I didn’t realize it as I was checking the bulbs and testing the light socket, but I was attempting to respond to an issue that I know I’m going to have to deal with sooner than later: being a Jew during Christmas. The guys who do South Park did an amazing job hitting the nail on the head with the funny song, but it’s really a conundrum, especially when you have a child, and are the only Jews in the neighborhood.

It’s only a matter of time before Rachael wonders why Daddy isn’t out there the day after Thanksgiving pillaging the garage for a tangled mass of wire and bulbs, while trying to funnel all forms of self expression down to making sure people can see Santa’s elf from the street. She will be bummed that we don’t have a tree despite the fact that we have a dozen menorahs that when fully lit make our family room look like the Phantom of the Opera’s lovemaking boudoir. Thankfully, my mother-in-law goes way overboard with the gifts, so my munchkin won’t feel cheated in that respect.

Hopefully, she will just accept the fact that we are different, and different doesn’t mean that we are better or worse than anyone else in the neighborhood. It just means that Daddy isn’t willing to risk a broken leg for the rest of the winter, because Rudolph’s nose needs to line up with the chimney at a perfect 90 degree angle. I also will revel in the day when she recognizes the fact that being recruited as your dad’s lighting assistant just means that you will spend the entire day freezing your ass off, while your crazy old man attempts to outdo the neighbor down the street who went to the rival college just to boast at the neighborhood holiday party. And maybe, just maybe, she will realize that no matter how much justification goes into it, having a big sign in your yard that reads “HO HO HO” is just wrong.

1 comment:

McMayhem said...

Yes, welcome to Fairwood, where caravans regularly circle the neighborhood on December nights in awe of the homes. I know because my parents used to pack us into the car to go for an annual drive through the garishly-lit yet entertaining Fairwood Firs.

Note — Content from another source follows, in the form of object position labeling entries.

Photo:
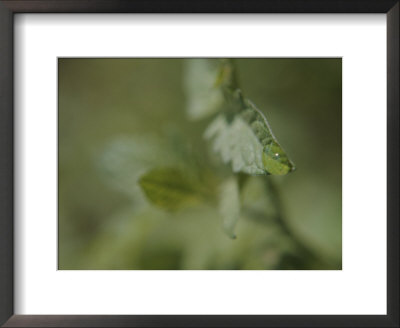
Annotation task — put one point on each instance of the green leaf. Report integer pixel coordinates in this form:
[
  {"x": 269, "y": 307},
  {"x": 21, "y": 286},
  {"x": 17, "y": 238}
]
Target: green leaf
[
  {"x": 229, "y": 205},
  {"x": 204, "y": 97},
  {"x": 124, "y": 159},
  {"x": 246, "y": 141},
  {"x": 170, "y": 188}
]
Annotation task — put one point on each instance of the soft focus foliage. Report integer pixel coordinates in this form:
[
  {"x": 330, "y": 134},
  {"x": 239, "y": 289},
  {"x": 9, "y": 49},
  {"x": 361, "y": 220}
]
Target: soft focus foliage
[{"x": 140, "y": 187}]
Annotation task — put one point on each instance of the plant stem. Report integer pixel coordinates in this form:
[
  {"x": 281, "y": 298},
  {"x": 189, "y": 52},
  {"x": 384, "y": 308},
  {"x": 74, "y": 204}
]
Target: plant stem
[{"x": 301, "y": 248}]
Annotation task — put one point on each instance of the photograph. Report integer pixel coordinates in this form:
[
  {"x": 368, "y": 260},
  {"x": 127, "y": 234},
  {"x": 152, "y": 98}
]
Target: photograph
[{"x": 199, "y": 163}]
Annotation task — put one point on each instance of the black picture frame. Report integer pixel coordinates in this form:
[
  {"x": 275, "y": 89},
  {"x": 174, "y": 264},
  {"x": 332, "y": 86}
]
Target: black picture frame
[{"x": 10, "y": 7}]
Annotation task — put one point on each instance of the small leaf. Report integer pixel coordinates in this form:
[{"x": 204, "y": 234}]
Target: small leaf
[
  {"x": 170, "y": 188},
  {"x": 246, "y": 141},
  {"x": 229, "y": 205},
  {"x": 204, "y": 97}
]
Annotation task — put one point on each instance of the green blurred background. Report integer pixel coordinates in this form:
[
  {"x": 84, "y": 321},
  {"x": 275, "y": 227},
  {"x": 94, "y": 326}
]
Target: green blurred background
[{"x": 119, "y": 117}]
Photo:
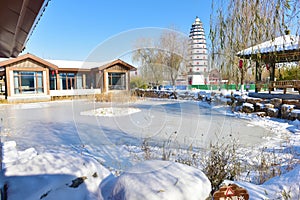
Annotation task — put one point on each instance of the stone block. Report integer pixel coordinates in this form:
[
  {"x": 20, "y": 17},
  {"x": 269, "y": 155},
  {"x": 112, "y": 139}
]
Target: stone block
[
  {"x": 273, "y": 112},
  {"x": 253, "y": 100},
  {"x": 286, "y": 110},
  {"x": 259, "y": 107},
  {"x": 295, "y": 114},
  {"x": 276, "y": 102},
  {"x": 248, "y": 107}
]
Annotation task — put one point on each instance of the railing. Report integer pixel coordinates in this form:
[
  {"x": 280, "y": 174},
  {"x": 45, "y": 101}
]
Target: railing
[
  {"x": 284, "y": 85},
  {"x": 75, "y": 92}
]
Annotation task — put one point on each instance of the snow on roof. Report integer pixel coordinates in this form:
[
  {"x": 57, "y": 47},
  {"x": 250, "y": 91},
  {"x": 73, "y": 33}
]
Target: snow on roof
[
  {"x": 77, "y": 64},
  {"x": 282, "y": 43}
]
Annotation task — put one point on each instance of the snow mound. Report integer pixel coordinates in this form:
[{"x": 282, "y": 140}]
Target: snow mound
[
  {"x": 158, "y": 180},
  {"x": 111, "y": 112},
  {"x": 279, "y": 187},
  {"x": 61, "y": 174}
]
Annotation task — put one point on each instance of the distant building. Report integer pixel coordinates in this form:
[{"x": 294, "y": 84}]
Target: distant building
[
  {"x": 29, "y": 77},
  {"x": 197, "y": 73}
]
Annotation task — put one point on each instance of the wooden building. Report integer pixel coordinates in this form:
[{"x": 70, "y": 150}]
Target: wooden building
[{"x": 30, "y": 77}]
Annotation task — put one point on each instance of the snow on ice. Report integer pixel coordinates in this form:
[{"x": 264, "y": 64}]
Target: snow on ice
[{"x": 65, "y": 174}]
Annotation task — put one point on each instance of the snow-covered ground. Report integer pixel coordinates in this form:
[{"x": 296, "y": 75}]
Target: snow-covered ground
[{"x": 79, "y": 152}]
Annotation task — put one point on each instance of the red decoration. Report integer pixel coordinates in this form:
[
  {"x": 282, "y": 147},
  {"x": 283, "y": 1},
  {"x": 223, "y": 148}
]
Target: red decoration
[{"x": 241, "y": 64}]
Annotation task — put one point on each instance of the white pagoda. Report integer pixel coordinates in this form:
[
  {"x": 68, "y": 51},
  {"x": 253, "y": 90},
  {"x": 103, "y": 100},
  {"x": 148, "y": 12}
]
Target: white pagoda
[{"x": 197, "y": 72}]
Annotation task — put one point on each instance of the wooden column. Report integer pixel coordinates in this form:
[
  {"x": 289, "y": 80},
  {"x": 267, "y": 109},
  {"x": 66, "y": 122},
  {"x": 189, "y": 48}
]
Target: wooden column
[{"x": 57, "y": 81}]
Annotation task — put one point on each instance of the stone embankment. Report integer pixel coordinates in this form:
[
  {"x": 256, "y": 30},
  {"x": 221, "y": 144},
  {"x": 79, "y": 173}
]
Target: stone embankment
[
  {"x": 280, "y": 107},
  {"x": 274, "y": 107}
]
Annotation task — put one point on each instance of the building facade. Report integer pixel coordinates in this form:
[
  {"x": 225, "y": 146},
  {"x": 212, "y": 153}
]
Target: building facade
[
  {"x": 30, "y": 77},
  {"x": 198, "y": 64}
]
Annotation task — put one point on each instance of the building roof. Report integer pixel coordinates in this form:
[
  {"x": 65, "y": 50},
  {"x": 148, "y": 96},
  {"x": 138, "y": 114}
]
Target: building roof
[
  {"x": 17, "y": 21},
  {"x": 282, "y": 43},
  {"x": 67, "y": 65},
  {"x": 6, "y": 62}
]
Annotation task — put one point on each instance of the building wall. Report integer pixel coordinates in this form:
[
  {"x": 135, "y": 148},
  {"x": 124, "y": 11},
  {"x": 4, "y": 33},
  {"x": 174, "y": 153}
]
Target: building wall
[{"x": 26, "y": 66}]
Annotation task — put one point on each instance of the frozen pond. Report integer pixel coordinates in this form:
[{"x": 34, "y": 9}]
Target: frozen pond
[{"x": 63, "y": 125}]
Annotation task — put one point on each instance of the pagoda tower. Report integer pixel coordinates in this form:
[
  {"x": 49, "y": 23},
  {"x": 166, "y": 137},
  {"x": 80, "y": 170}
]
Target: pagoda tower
[{"x": 198, "y": 55}]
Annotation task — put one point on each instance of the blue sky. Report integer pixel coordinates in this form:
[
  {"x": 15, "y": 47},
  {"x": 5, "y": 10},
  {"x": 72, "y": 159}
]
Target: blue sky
[{"x": 71, "y": 30}]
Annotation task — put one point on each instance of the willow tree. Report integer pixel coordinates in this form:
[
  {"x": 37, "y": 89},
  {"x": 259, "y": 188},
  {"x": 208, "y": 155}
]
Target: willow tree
[
  {"x": 238, "y": 24},
  {"x": 163, "y": 59}
]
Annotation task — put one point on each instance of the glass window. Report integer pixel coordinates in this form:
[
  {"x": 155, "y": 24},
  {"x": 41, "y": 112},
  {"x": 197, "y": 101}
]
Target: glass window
[
  {"x": 117, "y": 81},
  {"x": 28, "y": 82},
  {"x": 67, "y": 80}
]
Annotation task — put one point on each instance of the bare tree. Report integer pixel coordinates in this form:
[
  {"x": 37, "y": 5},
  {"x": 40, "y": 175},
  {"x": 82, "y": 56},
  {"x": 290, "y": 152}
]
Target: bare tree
[
  {"x": 238, "y": 24},
  {"x": 164, "y": 59}
]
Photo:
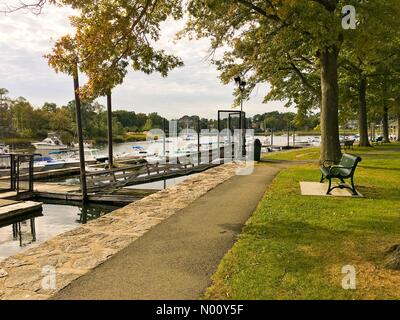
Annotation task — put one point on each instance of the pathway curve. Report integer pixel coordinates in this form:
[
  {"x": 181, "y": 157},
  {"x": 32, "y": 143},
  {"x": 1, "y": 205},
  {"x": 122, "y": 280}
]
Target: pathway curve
[{"x": 176, "y": 259}]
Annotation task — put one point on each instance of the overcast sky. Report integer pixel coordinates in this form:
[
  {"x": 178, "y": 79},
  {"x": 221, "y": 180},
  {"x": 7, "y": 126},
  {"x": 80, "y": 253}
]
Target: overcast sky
[{"x": 192, "y": 89}]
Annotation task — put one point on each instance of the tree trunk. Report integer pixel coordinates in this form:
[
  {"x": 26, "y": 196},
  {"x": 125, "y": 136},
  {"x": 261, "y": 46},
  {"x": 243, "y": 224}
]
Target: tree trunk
[
  {"x": 109, "y": 125},
  {"x": 362, "y": 113},
  {"x": 385, "y": 115},
  {"x": 330, "y": 144},
  {"x": 385, "y": 123}
]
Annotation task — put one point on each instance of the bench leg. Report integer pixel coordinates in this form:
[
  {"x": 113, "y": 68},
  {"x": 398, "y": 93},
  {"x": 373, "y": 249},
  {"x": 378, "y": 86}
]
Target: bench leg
[
  {"x": 330, "y": 187},
  {"x": 355, "y": 193}
]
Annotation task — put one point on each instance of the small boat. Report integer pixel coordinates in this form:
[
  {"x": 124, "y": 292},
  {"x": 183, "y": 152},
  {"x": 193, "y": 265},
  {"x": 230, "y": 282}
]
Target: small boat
[
  {"x": 86, "y": 144},
  {"x": 93, "y": 154},
  {"x": 52, "y": 142},
  {"x": 41, "y": 163},
  {"x": 4, "y": 149}
]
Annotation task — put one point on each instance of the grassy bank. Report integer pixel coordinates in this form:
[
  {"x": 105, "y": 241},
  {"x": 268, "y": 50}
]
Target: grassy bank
[{"x": 294, "y": 247}]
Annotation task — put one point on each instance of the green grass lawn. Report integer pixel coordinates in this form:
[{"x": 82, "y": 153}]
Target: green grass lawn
[{"x": 294, "y": 247}]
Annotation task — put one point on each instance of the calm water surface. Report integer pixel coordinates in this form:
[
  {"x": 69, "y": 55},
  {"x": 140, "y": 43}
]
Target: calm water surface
[{"x": 56, "y": 219}]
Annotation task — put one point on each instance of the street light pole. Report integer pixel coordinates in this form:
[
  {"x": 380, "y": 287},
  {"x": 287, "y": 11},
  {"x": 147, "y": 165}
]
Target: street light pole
[{"x": 242, "y": 86}]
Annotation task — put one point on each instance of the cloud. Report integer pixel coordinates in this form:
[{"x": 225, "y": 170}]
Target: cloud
[{"x": 192, "y": 89}]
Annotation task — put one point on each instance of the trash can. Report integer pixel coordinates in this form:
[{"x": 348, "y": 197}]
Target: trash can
[{"x": 257, "y": 150}]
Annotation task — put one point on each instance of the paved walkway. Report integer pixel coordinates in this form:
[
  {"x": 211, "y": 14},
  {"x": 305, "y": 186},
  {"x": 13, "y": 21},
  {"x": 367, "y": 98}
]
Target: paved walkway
[{"x": 176, "y": 259}]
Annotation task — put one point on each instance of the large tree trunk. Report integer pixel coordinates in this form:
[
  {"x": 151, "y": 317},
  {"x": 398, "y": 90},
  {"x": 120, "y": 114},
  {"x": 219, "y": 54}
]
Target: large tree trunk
[
  {"x": 385, "y": 115},
  {"x": 385, "y": 124},
  {"x": 330, "y": 144},
  {"x": 362, "y": 113}
]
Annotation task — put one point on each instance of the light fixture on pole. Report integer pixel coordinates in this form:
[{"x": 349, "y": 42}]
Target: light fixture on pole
[{"x": 242, "y": 86}]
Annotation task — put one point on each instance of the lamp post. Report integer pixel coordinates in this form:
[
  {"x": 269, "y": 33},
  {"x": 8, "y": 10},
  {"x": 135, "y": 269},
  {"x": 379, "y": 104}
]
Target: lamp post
[{"x": 241, "y": 84}]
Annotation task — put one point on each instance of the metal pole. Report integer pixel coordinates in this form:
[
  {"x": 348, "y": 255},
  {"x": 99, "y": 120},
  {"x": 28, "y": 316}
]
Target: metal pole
[
  {"x": 80, "y": 135},
  {"x": 288, "y": 128},
  {"x": 294, "y": 137},
  {"x": 272, "y": 137},
  {"x": 165, "y": 136},
  {"x": 198, "y": 142},
  {"x": 109, "y": 124}
]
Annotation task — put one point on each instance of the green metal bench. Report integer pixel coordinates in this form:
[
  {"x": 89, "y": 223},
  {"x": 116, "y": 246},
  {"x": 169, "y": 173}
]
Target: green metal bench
[{"x": 343, "y": 170}]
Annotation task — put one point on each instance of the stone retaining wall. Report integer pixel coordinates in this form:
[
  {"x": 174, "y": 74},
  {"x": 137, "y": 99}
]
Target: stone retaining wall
[{"x": 75, "y": 253}]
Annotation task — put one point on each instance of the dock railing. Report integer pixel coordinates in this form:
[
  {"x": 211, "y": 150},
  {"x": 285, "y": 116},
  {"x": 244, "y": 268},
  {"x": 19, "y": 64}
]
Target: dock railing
[{"x": 16, "y": 173}]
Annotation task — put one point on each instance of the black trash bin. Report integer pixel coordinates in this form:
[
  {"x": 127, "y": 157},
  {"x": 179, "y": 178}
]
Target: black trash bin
[{"x": 257, "y": 150}]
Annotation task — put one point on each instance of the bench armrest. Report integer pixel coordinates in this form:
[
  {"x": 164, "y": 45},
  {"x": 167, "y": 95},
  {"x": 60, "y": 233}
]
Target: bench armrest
[
  {"x": 324, "y": 164},
  {"x": 331, "y": 168}
]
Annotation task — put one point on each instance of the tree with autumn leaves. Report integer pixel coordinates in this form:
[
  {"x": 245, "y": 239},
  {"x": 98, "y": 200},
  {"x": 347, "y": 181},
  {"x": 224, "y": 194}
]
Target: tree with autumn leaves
[{"x": 297, "y": 46}]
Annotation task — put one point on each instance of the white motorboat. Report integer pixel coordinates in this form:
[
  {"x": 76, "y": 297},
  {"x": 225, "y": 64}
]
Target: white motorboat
[
  {"x": 4, "y": 149},
  {"x": 52, "y": 142},
  {"x": 94, "y": 155},
  {"x": 47, "y": 163},
  {"x": 86, "y": 144}
]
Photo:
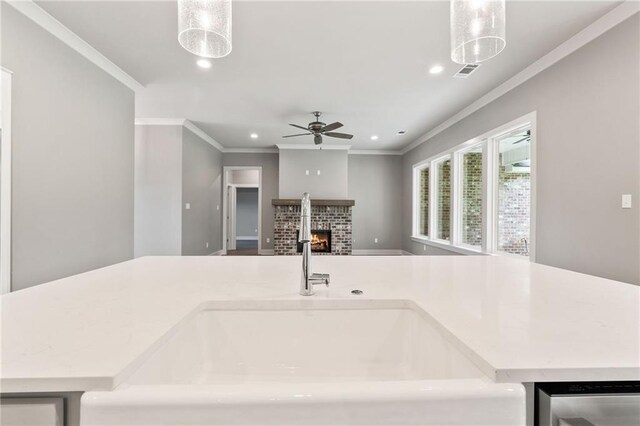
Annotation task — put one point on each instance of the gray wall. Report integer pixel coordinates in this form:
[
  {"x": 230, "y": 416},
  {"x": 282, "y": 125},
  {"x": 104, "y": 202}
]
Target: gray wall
[
  {"x": 202, "y": 188},
  {"x": 332, "y": 182},
  {"x": 158, "y": 190},
  {"x": 73, "y": 149},
  {"x": 247, "y": 212},
  {"x": 244, "y": 177},
  {"x": 375, "y": 183},
  {"x": 269, "y": 164},
  {"x": 587, "y": 155}
]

Putting up *that* amount of lights seems like a waste of time to me- I have books to read and cartoons to watch, y'know? Still, for the benefit of those who enjoy a brightly-lit walk on a winter evening, I appreciate their efforts. All the decoration I could eke out was a string of trusty old red-and-greens and these sparkling snowflake lights that appear more like Stars of David at night. That appeals to my "confuse the neighbors" sensibility, as I'm neither christian nor jewish.
Ho, ho, ho.

-Rose, who started a new blog over here because she likes the interface better and needs more *ahem* "adult" interaction.